UIN Siber Cirebon (Bangi, Malaysia) — Fakultas Ushuluddin dan Adab (FUA) UIN Siber Syekh Nurjati Cirebon terus memperluas jejaring akademik internasional. Kali ini, FUA menggelar Seminar Internasional dan Focus Group Discussion (FGD) di Universitas Kebangsaan Malaysia (UKM), Bangi, Selangor, pada Selasa (28/7/2026).
Mengangkat tema “Comparative Analysis of Islamic Manuscript and Identity Formation in Melaka and Cirebon”, kegiatan berlangsung di Bilik Mesyuarat Harun Din, Fakulti Pengajian Islam, UKM.
Seminar ini menjadi ruang bertukar gagasan antara akademisi Indonesia dan Malaysia. Fokus pembahasan diarahkan pada manuskrip Islam, sejarah, serta pembentukan identitas masyarakat Melaka dan Cirebon.
Menggali Jejak Sejarah Islam Melaka dan Cirebon
Manuskrip Islam tidak hanya menjadi peninggalan masa lalu.
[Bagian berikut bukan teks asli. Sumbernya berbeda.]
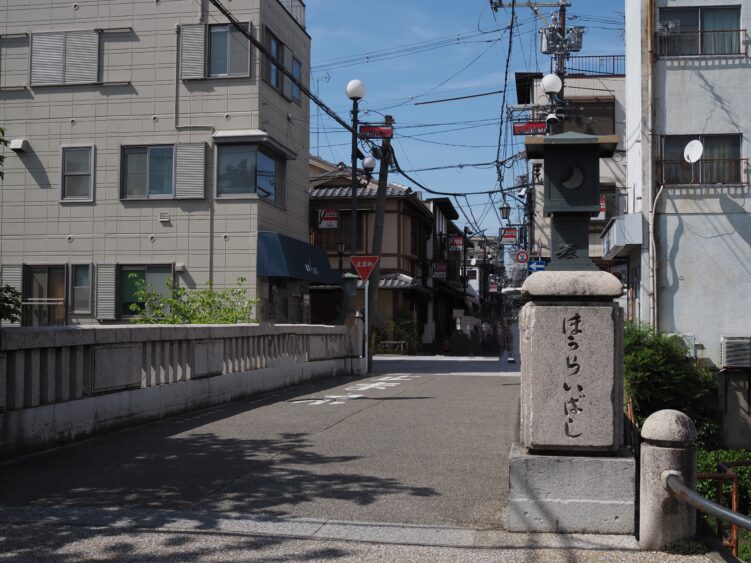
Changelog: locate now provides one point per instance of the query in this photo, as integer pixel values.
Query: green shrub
(707, 463)
(659, 375)
(199, 306)
(10, 304)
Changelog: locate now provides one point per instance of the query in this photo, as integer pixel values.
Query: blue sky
(439, 49)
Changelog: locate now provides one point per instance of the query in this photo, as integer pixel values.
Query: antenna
(692, 154)
(693, 150)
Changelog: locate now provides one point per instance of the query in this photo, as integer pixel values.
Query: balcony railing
(600, 65)
(296, 8)
(704, 172)
(701, 43)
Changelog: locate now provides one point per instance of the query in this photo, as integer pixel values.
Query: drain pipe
(653, 260)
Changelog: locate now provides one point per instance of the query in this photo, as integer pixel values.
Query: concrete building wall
(703, 232)
(142, 101)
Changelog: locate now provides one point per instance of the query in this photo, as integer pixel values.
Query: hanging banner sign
(508, 235)
(328, 218)
(456, 243)
(530, 128)
(440, 271)
(364, 265)
(368, 131)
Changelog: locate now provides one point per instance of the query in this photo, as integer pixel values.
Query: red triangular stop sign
(364, 265)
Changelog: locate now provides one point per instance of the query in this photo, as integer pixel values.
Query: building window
(70, 57)
(77, 173)
(699, 31)
(229, 51)
(720, 162)
(248, 169)
(297, 74)
(156, 276)
(274, 75)
(80, 282)
(148, 172)
(43, 297)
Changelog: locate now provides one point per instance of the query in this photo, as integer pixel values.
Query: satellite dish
(693, 150)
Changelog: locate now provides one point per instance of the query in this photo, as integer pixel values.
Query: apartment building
(595, 105)
(687, 80)
(150, 139)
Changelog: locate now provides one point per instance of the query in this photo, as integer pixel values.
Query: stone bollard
(668, 445)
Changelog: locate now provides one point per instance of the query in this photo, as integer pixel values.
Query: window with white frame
(249, 169)
(80, 283)
(148, 172)
(297, 74)
(720, 162)
(65, 57)
(208, 51)
(697, 31)
(274, 75)
(77, 174)
(229, 51)
(132, 278)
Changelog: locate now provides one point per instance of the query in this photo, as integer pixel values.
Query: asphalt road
(420, 441)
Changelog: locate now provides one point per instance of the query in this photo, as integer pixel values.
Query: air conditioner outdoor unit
(668, 27)
(735, 352)
(690, 342)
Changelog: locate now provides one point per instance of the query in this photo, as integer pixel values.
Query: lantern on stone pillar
(572, 192)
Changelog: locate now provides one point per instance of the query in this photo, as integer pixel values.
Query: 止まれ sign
(364, 265)
(328, 218)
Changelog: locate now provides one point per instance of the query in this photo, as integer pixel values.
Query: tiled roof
(392, 190)
(393, 281)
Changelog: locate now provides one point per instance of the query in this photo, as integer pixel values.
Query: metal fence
(706, 171)
(701, 43)
(598, 65)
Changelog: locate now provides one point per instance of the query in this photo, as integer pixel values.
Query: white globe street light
(355, 89)
(551, 84)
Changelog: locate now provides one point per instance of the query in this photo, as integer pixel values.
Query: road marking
(329, 400)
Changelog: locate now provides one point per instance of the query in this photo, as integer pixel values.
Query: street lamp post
(355, 92)
(552, 85)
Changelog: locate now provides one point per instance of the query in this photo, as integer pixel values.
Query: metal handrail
(673, 483)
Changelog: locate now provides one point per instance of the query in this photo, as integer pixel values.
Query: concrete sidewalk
(407, 464)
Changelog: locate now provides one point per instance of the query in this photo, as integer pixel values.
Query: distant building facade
(151, 140)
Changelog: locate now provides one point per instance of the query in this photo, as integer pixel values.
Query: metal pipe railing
(673, 483)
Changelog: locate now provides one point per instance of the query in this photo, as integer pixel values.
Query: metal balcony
(705, 172)
(701, 43)
(599, 65)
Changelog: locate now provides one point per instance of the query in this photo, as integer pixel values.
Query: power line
(458, 98)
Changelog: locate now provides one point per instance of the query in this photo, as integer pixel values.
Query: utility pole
(383, 174)
(562, 54)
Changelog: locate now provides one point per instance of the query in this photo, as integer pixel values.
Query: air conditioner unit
(668, 27)
(735, 352)
(689, 340)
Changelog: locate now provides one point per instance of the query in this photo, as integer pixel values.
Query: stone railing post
(668, 446)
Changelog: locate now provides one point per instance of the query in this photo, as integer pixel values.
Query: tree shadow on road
(171, 469)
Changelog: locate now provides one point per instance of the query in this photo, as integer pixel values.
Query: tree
(199, 306)
(10, 304)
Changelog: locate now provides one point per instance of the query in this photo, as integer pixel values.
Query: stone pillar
(668, 445)
(570, 473)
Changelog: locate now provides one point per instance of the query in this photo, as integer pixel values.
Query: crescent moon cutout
(575, 180)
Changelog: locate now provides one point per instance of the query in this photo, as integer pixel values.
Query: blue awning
(280, 256)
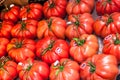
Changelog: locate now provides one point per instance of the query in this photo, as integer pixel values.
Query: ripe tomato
(8, 69)
(99, 67)
(80, 6)
(83, 47)
(31, 11)
(80, 24)
(65, 69)
(107, 24)
(3, 46)
(21, 49)
(50, 49)
(53, 26)
(25, 29)
(31, 69)
(56, 8)
(11, 14)
(5, 29)
(111, 45)
(107, 6)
Di dalamnya tersimpan pengetahuan, nilai keagamaan, budaya, dan perjalanan intelektual masyarakat.
Karena itu, kajian komparatif manuskrip Melaka dan Cirebon dinilai penting untuk memahami hubungan sejarah Islam di kawasan Asia Tenggara.
Seminar menghadirkan sejumlah akademisi dari Indonesia dan Malaysia. Mereka adalah Prof. Didin Nurul Rosidin, M.A., Ph.D., Guru Besar Program Studi Sejarah Peradaban Islam FUA UIN Siber Syekh Nurjati Cirebon; Farid bin Mat Zain, Ph.D., Pengurus Kursi Wakaf Sheikh Othman Sarawak, Fakulti Pengajian Islam UKM; serta Dr. Zuraidah Hassan, Ketua Program Ph.D. Sejarah dan Ketua Program Sarjana Pengurusan Warisan dan Budaya Universiti Islam Melaka (UNIMEL).
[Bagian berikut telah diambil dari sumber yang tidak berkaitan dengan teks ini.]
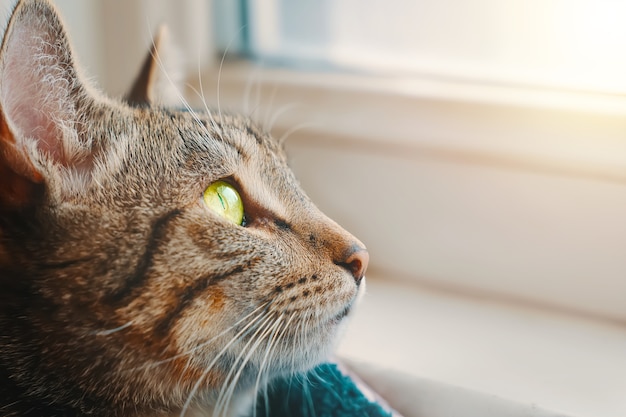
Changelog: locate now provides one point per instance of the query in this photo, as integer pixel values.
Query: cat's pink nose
(356, 262)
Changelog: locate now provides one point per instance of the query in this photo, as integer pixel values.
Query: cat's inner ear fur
(159, 79)
(41, 99)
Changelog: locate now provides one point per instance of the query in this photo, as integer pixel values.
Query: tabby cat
(154, 261)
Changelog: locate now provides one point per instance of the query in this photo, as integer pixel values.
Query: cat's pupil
(223, 199)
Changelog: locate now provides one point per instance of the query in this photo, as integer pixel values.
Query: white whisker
(278, 113)
(203, 344)
(228, 393)
(200, 380)
(294, 129)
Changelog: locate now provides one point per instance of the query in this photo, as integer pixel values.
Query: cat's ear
(41, 98)
(158, 81)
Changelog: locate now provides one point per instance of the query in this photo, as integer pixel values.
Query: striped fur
(121, 293)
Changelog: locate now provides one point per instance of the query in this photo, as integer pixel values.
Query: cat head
(150, 256)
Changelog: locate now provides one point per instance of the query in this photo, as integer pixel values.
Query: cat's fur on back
(121, 292)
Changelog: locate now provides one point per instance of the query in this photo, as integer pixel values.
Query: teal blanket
(325, 391)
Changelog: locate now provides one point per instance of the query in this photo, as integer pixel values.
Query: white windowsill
(558, 362)
(501, 194)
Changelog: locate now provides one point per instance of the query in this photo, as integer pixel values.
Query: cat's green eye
(222, 198)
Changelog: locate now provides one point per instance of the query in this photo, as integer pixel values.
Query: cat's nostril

Ketiga narasumber berbagi perspektif mengenai sejarah Islam, manuskrip, warisan budaya, dan pembentukan identitas masyarakat.
Diskusi berlangsung dinamis. Para peserta tidak hanya membahas aspek sejarah, tetapi juga pentingnya pelestarian manuskrip sebagai warisan intelektual bagi generasi mendatang.
FGD Dorong Riset dan Publikasi Bersama
Usai seminar, kegiatan dilanjutkan dengan Focus Group Discussion (FGD). Forum ini membahas peluang kolaborasi antara UIN Siber Syekh Nurjati Cirebon, UKM, dan UNIMEL.
Beberapa agenda yang dibahas meliputi penelitian bersama, publikasi ilmiah internasional, pertukaran dosen dan mahasiswa, pengembangan kurikulum, hingga penyelenggaraan konferensi bersama.
Kolaborasi tersebut diharapkan tidak berhenti pada pertemuan akademik. Sebaliknya, hasil diskusi dapat diwujudkan dalam program yang terukur dan berkelanjutan.
Perkuat Reputasi Akademik Global
Kegiatan Seminar Internasional dan FGD di UKM menjadi bagian dari komitmen FUA UIN Siber Syekh Nurjati Cirebon dalam memperkuat internasionalisasi pendidikan tinggi.
Melalui kolaborasi lintas negara, dosen dan mahasiswa memiliki kesempatan memperluas wawasan, memperkaya metodologi penelitian, serta membangun jaringan akademik global.
Lebih jauh, kajian manuskrip Islam Melaka dan Cirebon dapat menjadi pintu masuk untuk memahami hubungan sejarah masyarakat Muslim di Asia Tenggara secara lebih komprehensif.
Dari manuskrip masa lalu, lahir pengetahuan untuk masa depan. Semangat inilah yang terus dibangun FUA UIN Siber Syekh Nurjati Cirebon melalui kolaborasi akademik bersama mitra internasional.
Dengan penguatan kerja sama bersama UKM dan UNIMEL, FUA diharapkan semakin mampu menghadirkan penelitian sejarah dan peradaban Islam yang relevan, kolaboratif, serta memiliki kontribusi pada tingkat global.